Functions can also have default parameters, which don't need to be passed as arguments when the function is called.

say_hello <- function(time, people){
    # Function returns a pleasant greeting
    return(paste('Good', time, people))
}

say_hello('afternoon', 'friends')

What happens when you try this

say_hello('afternoon')

You must pass in two arguments because that is how you defined the function!

Let's now give people a default value. In the example below, people will now have the value of world unless we explicitly specify otherwise.
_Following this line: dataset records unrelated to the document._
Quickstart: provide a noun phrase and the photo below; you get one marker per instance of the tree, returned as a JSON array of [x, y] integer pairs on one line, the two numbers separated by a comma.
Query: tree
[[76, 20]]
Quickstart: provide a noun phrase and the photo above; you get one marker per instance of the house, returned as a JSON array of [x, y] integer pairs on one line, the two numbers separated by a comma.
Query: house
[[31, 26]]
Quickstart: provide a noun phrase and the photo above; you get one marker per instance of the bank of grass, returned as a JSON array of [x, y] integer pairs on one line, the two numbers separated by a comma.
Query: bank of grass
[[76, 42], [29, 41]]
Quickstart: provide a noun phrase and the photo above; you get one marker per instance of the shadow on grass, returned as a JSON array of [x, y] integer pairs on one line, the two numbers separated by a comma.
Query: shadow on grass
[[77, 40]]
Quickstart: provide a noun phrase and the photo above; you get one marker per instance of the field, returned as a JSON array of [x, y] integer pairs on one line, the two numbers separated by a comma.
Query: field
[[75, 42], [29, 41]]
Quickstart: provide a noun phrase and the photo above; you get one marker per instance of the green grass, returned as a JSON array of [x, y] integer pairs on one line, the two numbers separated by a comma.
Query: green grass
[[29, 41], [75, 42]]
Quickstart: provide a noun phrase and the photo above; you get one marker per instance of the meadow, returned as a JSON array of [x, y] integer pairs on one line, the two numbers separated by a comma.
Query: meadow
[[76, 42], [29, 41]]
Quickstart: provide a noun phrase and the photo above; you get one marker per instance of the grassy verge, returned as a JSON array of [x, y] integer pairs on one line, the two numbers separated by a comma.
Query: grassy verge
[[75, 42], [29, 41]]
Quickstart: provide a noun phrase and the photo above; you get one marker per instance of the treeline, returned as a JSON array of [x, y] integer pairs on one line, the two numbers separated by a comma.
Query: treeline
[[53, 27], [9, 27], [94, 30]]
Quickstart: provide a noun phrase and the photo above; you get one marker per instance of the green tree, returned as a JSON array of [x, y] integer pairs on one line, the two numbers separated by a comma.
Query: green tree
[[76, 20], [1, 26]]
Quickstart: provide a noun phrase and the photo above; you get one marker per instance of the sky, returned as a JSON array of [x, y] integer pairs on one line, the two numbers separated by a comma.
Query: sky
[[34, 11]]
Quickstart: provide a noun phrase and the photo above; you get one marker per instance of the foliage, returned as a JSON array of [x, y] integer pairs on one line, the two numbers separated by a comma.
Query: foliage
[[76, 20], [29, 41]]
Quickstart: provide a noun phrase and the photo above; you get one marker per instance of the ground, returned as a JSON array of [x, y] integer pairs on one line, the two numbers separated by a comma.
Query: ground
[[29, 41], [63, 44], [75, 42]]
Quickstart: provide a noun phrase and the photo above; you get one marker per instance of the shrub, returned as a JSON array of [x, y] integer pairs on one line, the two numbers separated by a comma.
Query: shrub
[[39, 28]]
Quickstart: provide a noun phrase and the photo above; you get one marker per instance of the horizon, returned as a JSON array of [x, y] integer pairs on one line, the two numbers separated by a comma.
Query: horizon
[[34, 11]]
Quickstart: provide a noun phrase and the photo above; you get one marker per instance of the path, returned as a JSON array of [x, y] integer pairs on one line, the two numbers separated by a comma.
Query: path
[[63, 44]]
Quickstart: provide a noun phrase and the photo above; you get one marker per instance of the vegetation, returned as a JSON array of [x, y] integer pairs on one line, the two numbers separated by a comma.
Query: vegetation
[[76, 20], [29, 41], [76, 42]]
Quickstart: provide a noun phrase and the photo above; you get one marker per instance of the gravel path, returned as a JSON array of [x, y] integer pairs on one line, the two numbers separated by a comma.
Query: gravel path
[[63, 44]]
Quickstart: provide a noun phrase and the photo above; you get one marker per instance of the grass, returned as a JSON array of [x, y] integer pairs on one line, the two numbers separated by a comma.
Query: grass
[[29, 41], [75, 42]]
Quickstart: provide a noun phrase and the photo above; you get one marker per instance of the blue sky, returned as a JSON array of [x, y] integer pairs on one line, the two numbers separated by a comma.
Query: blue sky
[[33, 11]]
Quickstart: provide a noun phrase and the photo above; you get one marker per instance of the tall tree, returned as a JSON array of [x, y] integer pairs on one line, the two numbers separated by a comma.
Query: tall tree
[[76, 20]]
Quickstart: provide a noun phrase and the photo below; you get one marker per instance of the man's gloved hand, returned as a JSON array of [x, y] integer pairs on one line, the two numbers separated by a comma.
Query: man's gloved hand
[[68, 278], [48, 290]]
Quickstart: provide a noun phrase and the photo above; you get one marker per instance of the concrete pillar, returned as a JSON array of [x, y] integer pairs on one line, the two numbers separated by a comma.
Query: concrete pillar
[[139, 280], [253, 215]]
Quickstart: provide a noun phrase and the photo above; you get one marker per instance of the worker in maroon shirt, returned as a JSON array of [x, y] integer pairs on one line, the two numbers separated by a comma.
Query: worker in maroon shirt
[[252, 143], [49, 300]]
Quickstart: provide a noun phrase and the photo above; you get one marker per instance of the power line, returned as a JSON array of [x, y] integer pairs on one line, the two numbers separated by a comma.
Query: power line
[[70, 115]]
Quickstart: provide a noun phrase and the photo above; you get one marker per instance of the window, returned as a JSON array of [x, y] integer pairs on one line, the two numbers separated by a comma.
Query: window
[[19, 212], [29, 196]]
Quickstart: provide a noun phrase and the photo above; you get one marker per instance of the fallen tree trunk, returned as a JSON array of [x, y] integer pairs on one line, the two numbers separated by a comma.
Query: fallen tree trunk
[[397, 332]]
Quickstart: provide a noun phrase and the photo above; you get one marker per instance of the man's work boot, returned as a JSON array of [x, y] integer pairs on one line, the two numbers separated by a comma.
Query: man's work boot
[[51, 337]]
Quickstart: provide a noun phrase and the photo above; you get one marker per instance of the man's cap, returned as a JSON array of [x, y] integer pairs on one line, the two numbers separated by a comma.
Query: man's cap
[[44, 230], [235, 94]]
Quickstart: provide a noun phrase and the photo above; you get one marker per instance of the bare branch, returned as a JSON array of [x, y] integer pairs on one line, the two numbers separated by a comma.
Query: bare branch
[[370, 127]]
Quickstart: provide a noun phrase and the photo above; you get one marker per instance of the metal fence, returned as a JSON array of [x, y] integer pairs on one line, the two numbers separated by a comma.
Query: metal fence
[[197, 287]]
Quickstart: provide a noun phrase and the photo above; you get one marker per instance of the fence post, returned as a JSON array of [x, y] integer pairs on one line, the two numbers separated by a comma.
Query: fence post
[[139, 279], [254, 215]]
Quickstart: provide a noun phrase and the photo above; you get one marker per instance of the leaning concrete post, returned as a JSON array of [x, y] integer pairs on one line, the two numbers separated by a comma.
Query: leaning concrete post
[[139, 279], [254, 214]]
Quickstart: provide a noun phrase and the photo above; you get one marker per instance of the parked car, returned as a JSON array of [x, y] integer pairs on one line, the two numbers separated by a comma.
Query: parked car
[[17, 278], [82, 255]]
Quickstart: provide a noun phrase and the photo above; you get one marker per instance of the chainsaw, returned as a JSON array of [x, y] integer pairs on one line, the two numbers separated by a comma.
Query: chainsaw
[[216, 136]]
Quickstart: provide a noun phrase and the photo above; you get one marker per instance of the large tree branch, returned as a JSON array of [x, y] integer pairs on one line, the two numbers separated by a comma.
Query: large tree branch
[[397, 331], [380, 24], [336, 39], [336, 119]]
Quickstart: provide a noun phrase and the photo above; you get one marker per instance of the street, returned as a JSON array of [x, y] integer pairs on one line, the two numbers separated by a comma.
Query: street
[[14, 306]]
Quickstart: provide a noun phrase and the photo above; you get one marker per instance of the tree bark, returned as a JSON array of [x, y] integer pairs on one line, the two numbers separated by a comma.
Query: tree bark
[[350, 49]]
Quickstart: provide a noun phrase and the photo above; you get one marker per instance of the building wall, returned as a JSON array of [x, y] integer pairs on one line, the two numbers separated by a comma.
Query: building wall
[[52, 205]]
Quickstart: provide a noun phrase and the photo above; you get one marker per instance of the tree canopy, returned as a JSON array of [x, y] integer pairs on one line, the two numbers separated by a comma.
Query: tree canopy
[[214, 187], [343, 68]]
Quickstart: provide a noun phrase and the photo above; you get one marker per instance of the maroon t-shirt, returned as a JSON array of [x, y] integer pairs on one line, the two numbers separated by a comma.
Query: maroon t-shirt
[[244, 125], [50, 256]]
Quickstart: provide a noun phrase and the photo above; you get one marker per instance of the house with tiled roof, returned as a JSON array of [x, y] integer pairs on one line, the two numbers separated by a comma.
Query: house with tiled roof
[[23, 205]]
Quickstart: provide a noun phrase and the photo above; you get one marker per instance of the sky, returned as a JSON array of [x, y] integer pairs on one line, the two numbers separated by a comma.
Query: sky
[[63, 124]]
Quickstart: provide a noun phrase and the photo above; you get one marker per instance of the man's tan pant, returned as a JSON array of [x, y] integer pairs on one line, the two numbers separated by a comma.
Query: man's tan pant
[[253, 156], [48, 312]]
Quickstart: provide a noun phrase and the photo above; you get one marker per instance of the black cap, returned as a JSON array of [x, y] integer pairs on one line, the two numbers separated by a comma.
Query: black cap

say_hello <- function(time, people='world'){
    # Function returns a pleasant greeting
    return(paste('Good', time, people))
}

# Default is returned
say_hello('afternoon')

say_hello('afternoon', 'students')

EXERCISE 6 - Creating a logistic growth function

Finally, let's turn our logistic growth model into a function that we can use over and over again. Copy your code from Exercise 5 into the box below, and do the following:

  1. Turn your code into a function called logistic_growth that takes four arguments: r, K, n0, and p (the probability of a catastrophe). Make p a default parameter with a default value of 0.1. Have your function return the n array.
  2. Write a nice comment describing what your function does.
  3. Call your function with different values of the parameters to make sure it works. Store the returned value of n and make a plot from it.

Bonus

  1. Refactor (i.e. make more readable and reusable) your function by pulling out the line that actually performs the calculation of the new population given the old population. Make this line another function called grow_one_step that takes in the old population, r, and K, and returns the new population. Have your logistic_growth function use the grow_one_step function to calculate the new population in each time step.